Kulinarisch ist Kobe weltweit für seine Zuchtrinder berühmt, aus denen Rindfleisch gewonnen wird, allerdings auch für seinen Sake (Reiswein) aus Nada. Des Weiteren kommen verschiedene Süßigkeiten und Gebäck aus Kobe. Eine weitere regionale Spezialität ist Ikanago no Kugini, womit kleine Babyfische gemeint sind. Diese kocht man sowohl mit Sojasoße, Ingwer, Mirin als auch Zucker und bietet sie mit Reis zum Verzehr an.

Sehenswürdigkeiten & Attraktionen 

Die Burg Himeji, die mit ihrem weißen Äußeren besticht, gehört zu den nationalen Kulturschätzen Japans und wurde 1993 von der UNESCO als Weltkulturerbe anerkannt. Anders als viele andere Burgen wurde diese nicht durch Erdbeben, Krieg oder Brände zerstört – es handelt sich demnach um eines von zwölf originalen Burgschlössern Japans. Der Park um die Burg ist besonders während des Kirschblütenfestes Hanami beliebt.
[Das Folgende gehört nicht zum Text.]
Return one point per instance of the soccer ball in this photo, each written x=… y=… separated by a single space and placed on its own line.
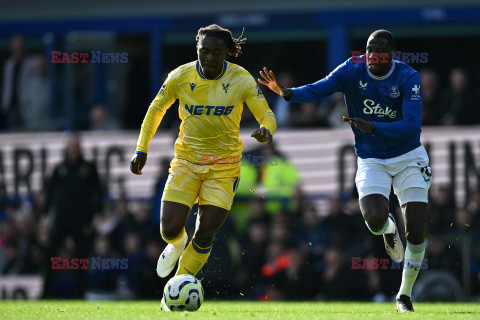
x=182 y=293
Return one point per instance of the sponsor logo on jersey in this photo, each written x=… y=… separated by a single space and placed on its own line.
x=362 y=85
x=197 y=110
x=394 y=92
x=225 y=87
x=162 y=90
x=371 y=108
x=416 y=93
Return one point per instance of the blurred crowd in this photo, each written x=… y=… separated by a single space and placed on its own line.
x=30 y=103
x=277 y=244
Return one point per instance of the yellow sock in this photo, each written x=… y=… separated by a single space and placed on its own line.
x=193 y=258
x=175 y=240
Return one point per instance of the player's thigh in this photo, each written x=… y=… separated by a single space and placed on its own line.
x=180 y=193
x=218 y=192
x=412 y=183
x=209 y=220
x=183 y=184
x=372 y=178
x=173 y=218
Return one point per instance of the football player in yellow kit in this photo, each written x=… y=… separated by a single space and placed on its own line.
x=206 y=167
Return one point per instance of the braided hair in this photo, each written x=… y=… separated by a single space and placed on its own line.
x=234 y=45
x=385 y=35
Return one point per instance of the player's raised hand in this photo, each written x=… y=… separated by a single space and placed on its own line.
x=262 y=135
x=365 y=126
x=137 y=163
x=270 y=80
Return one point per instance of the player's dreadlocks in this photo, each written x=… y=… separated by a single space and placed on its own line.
x=234 y=45
x=386 y=35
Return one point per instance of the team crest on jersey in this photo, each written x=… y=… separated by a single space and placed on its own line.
x=362 y=85
x=259 y=92
x=162 y=90
x=225 y=87
x=394 y=92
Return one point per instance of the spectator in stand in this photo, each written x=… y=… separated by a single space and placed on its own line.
x=442 y=211
x=74 y=196
x=461 y=103
x=280 y=179
x=35 y=102
x=100 y=119
x=281 y=107
x=16 y=72
x=431 y=98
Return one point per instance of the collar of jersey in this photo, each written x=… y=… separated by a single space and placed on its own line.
x=219 y=76
x=382 y=77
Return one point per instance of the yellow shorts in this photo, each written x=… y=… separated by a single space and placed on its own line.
x=209 y=184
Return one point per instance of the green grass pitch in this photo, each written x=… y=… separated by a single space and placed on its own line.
x=61 y=309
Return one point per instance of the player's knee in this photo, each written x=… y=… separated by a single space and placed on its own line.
x=375 y=219
x=415 y=234
x=170 y=230
x=204 y=236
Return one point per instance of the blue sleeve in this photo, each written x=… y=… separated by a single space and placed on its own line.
x=409 y=126
x=324 y=87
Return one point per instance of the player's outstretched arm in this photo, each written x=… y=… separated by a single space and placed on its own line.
x=262 y=135
x=138 y=162
x=270 y=80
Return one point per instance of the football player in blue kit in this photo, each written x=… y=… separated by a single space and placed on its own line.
x=382 y=96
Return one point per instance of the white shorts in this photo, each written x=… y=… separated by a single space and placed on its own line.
x=410 y=170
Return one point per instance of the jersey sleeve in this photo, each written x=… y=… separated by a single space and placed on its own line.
x=410 y=126
x=256 y=102
x=163 y=100
x=332 y=83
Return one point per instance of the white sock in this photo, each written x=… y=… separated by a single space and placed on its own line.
x=411 y=267
x=389 y=227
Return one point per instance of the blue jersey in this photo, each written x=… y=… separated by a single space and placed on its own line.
x=392 y=102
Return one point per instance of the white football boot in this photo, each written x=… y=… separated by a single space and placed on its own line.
x=163 y=305
x=169 y=257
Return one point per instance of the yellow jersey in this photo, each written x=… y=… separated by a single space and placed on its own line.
x=210 y=111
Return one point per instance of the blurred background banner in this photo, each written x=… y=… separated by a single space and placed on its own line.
x=77 y=79
x=325 y=159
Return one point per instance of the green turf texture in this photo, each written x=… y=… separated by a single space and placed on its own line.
x=69 y=309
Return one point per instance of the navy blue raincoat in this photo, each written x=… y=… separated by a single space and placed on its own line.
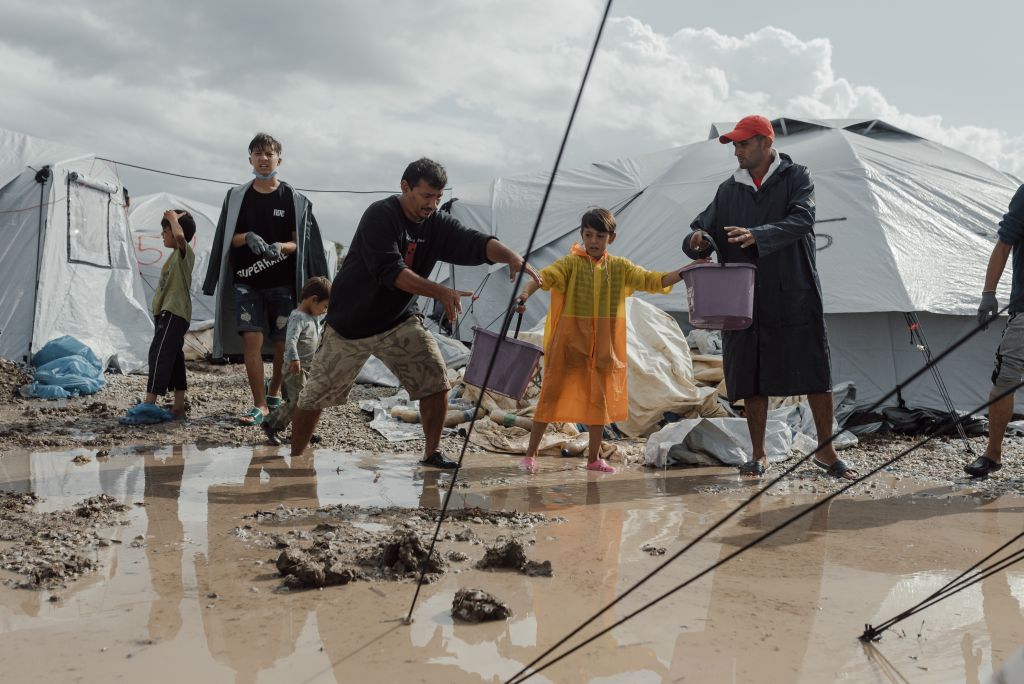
x=784 y=352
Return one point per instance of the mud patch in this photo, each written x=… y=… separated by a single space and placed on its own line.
x=51 y=549
x=512 y=555
x=372 y=544
x=476 y=605
x=331 y=559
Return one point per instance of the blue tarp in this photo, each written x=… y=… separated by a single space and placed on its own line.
x=65 y=368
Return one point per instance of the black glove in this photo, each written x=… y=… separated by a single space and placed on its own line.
x=988 y=309
x=274 y=252
x=256 y=244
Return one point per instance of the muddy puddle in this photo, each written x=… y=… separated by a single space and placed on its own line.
x=180 y=593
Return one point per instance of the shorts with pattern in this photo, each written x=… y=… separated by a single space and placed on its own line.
x=408 y=350
x=263 y=310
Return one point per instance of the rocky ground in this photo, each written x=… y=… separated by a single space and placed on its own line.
x=48 y=549
x=217 y=394
x=51 y=549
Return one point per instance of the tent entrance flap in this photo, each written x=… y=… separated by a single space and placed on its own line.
x=89 y=212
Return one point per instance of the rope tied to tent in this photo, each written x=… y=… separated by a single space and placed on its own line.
x=954 y=586
x=523 y=675
x=758 y=494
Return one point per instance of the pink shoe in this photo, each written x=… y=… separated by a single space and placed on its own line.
x=528 y=464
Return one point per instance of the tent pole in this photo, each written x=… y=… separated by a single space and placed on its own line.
x=42 y=177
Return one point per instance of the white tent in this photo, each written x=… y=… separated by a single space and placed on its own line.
x=903 y=225
x=66 y=256
x=144 y=214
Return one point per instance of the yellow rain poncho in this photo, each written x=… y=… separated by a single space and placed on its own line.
x=585 y=337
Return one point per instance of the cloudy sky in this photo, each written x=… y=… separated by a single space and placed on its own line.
x=356 y=89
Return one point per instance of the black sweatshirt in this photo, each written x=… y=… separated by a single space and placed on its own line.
x=364 y=298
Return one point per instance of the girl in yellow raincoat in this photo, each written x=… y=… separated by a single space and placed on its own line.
x=585 y=335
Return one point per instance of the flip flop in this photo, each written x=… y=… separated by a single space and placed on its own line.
x=838 y=469
x=982 y=467
x=145 y=414
x=253 y=417
x=600 y=466
x=756 y=468
x=271 y=401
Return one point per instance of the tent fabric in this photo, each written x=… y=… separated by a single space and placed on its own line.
x=144 y=215
x=67 y=256
x=903 y=224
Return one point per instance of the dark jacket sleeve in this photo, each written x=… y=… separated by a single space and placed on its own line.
x=214 y=264
x=314 y=257
x=462 y=246
x=799 y=219
x=380 y=248
x=706 y=221
x=1012 y=225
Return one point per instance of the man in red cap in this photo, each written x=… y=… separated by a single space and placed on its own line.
x=764 y=215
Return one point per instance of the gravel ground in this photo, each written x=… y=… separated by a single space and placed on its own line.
x=218 y=393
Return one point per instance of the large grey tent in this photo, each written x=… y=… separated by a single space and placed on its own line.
x=66 y=255
x=904 y=225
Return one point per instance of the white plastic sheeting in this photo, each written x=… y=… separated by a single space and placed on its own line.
x=75 y=278
x=903 y=224
x=659 y=371
x=716 y=441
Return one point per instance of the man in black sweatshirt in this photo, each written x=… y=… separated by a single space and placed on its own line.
x=373 y=303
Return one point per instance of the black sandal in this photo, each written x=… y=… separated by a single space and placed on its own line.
x=838 y=469
x=755 y=468
x=982 y=467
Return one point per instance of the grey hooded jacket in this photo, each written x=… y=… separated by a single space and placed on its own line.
x=309 y=256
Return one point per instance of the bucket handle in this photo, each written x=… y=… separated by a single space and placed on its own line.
x=508 y=323
x=714 y=246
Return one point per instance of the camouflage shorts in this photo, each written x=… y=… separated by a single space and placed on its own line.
x=408 y=350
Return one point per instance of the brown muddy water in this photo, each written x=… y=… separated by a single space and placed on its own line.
x=194 y=602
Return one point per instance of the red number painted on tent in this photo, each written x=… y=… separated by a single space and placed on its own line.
x=151 y=259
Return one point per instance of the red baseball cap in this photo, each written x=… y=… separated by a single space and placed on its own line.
x=748 y=128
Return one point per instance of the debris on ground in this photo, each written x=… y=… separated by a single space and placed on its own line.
x=51 y=549
x=512 y=555
x=476 y=605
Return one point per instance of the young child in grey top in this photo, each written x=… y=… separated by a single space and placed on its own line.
x=301 y=341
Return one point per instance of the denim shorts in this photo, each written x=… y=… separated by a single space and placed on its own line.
x=263 y=310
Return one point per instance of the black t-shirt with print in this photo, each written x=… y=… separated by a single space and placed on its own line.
x=364 y=299
x=271 y=216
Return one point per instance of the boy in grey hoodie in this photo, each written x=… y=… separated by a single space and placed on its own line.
x=301 y=341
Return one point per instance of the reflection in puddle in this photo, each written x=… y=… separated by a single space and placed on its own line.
x=196 y=601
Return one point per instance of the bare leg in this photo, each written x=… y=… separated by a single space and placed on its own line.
x=275 y=374
x=756 y=409
x=536 y=434
x=595 y=432
x=821 y=410
x=303 y=424
x=179 y=402
x=999 y=414
x=432 y=411
x=252 y=345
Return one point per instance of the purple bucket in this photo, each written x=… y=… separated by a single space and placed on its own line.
x=720 y=296
x=514 y=367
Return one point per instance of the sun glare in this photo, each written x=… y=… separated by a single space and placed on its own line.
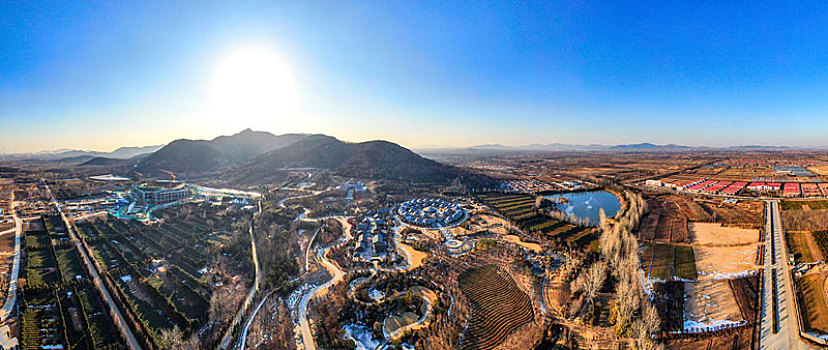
x=252 y=86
Ein weiterer Blickpunkt der Präfektur ist Kokoen, ein japanischer Garten, der 1992 neben der Burg Himeji errichtet wurde. Er besteht aus neun verschiedenen Gartenanlagen, die verschiedene Stile der Edo-Periode nachempfinden.

Kokoen in Himeji (C) 663highland • CC BY 2.5

In der Stadt Asago können Interessierte mit der Burg Takeda eine attraktive Burgruine begutachten. Diese entstand ehemals im Jahr 1411. In den 70er und 80er Jahren restaurierte man die zerfallenen Burgreste, woraufhin der Ort für Touristen zugänglich wurde.

Kinosaki Onsen befindet sich wiederum im Norden der Präfektur Hyogo direkt an der Küste des Japanischen Meeres. Dabei handelt es sich um eines der beliebtesten Onsen der Kansai-Region. Man entdeckt die heißen Quellen im achten Jahrhundert. Seitdem entwickelte sich der Ort zu einer altmodischen Onsen-Stadt.

Kinosaki Onsen
Kinosaki Onsen (C) Samchan91 • CC BY-SA 4.0

Mit Kitano-cho – auch Kitano Ijinkan genannt – befindet sich ein historisches Viertel in Kobe. Die Kulisse bietet Touristen viele ausländische Residenzen aus Japans später Meiji- und früher Taisho-Zeit. Einige der Häuser dienen weiterhin als Residenz, viele sind jedoch nur für Touristen zugänglich, was das Viertel zu einem attraktiven Touristengebiet macht.

Zu guter Letzt mag auch Sorakuen, ein traditioneller japanischer Garten in Kobe, ein Besuch wert sein. Er gehörte einst zur Residenz von Kodera Kenkichi, ein ehemaliger Mayor aus Kobe. Seit 1941 ist der Garten für die Öffentlichkeit zugänglich.

Weitere Informationen:

Legende

  • [*] Die Abschaffung der Han und die damit verbundene Errichtung der Präfekturen ist eine im Jahre 1871 durchgeführte Reformmaßnahme. Bei dieser ersetzte die Meji-Regierung die feudalen Han der Edo-Zeit durch eine zentrale Verwaltung. Die Maßnahme gilt als wichtigster Schritt, der zur Meiji-Restauration beitrug.